MP: That film came to me. To be honest, it was the only original thing that I got. I probably shouldn’t be saying this, but I don’t care. I have issues with that film, because, at one point, they didn’t hand over total control to Aaron. You decide to do a film with someone, and that’s who you want to do a film with. It was the first feature for him, so it probably upsets him less because he got to make his movie.
Q: What was it like working with Bernarndo Bertolucci in The Dreamers?
MP: It was intense. It was a lot of things. Here was this director that is revered, and I’m starring in it. I was in Europe, alone for three months, and I was the only American. I feel like the relationship between actor and director is maybe different in Europe, but that’s probably not true. There was this thing where it was like: You’re the actor and I’m the director. At first, me and Bertolucci were very much going head to head. Part of it was because he wasn’t used to me trying to be so involved, and part of it was me not knowing how to present things. But once we got that figured that out, it was amazing. I would get an idea and I would scream it in the middle of the shoot. I remember thinking this was a good idea, and then Bertolucci would stand up and look around and say, “Does anyone care to have this movie directed by Michael Pitt?” It was completely humiliating and I realized that… you talk in private and you explain what you don’t like. I think when actors give their input, it can be very ego-driven and directors are scared of that. He saw it wasn’t about my ego, and more about the film and about making him look good and doing a good job for him.
Q: Would you have done this film if it was a strict biographical account of Kurt Cobain?
MP: I don’t know, to tell you the truth. The hard thing is that I really respect Gus. It’s just my opinion, but I think he’s the most important American director we have. He takes the most risks. He’s just pure to me. So it’s this weird thing where maybe I would have done it. But I also respect him enough that, if I didn’t feel like I could do it, I wouldn’t say, “Yea I can do it” and just reap the benefits.

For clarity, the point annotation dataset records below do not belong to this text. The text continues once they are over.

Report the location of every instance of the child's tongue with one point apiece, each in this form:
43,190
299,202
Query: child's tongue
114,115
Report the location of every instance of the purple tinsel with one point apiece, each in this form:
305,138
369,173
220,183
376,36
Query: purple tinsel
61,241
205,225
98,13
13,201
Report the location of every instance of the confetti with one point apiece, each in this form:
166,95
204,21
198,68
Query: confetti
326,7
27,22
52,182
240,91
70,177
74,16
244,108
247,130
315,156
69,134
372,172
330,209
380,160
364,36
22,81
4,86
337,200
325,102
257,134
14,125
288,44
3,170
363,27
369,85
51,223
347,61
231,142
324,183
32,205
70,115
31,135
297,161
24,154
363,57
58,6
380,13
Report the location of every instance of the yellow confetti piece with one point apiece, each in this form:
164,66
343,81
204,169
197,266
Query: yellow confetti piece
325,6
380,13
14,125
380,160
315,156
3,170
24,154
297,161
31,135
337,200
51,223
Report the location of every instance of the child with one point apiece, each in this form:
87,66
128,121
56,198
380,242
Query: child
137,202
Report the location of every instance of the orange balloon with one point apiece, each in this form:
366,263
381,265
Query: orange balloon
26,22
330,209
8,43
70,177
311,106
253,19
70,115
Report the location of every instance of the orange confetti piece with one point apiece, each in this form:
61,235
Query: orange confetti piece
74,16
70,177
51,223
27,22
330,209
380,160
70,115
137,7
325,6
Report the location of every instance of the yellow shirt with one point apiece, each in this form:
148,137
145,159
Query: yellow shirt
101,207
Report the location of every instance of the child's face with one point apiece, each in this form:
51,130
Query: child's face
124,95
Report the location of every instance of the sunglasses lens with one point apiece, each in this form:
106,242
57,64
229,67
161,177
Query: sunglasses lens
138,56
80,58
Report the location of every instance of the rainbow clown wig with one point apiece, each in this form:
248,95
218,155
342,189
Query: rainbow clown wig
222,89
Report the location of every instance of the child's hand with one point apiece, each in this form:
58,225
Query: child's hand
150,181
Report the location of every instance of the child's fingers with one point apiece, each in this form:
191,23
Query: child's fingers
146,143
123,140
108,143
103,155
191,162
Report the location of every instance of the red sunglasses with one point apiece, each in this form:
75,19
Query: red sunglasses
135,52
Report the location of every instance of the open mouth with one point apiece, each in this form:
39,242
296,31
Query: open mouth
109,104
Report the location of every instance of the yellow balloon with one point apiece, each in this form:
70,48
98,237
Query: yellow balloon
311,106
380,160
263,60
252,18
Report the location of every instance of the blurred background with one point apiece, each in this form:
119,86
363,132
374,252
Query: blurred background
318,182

Q: What are you planning on doing next? I hear that you are going to work with Steve Buscemi?
MP: That’s not a go yet. Right now I’m just working on my music mostly. We recorded last summer, and right now we’re trying to figure out how to release it. I think we’re going to go an independent route, so it’s going to be a longer process. I play guitar and sing, and there’s a drummer, Ryan Donowho, a bassist Jamie, and a cello player.
Q: Do you have a preference between music and acting?
MP: The day someone put money in my hand for a job, I bought a guitar and figured it out. I was like 18 or 19, which is pretty late. I was always a fan of music. The acting, I don’t know really how it happened. It was the only thing I thought I could do well, and I was fascinated as a kid. I would just watch movies all day long, and then I moved to New York and just went for it.
Q: You started out in the theater. Are you ever going to go back to it?
MP: I think I should. First job was The Trestle at Pope Lick Creek.
Q: Do you have good memories working with director Larry Clark in Bully?
MP: That was the first time I think I felt at home. I didn’t have to pretend. No one was going to judge, and no one’s going to think I’m a freak. I can just work. ForBully, they wouldn’t really see me, because I wasn’t on the list. So I went to Larry’s house, and I was like, “Read me, Read me.” That was the part that I could get, and I was lucky to get that. The part was actually smaller on the page, but he just let me riff.
Q: Do you want to direct?
MP: Yes, I want to direct. I have like three projects in mind, but I think I’ve been out of it too long to direct a theater piece.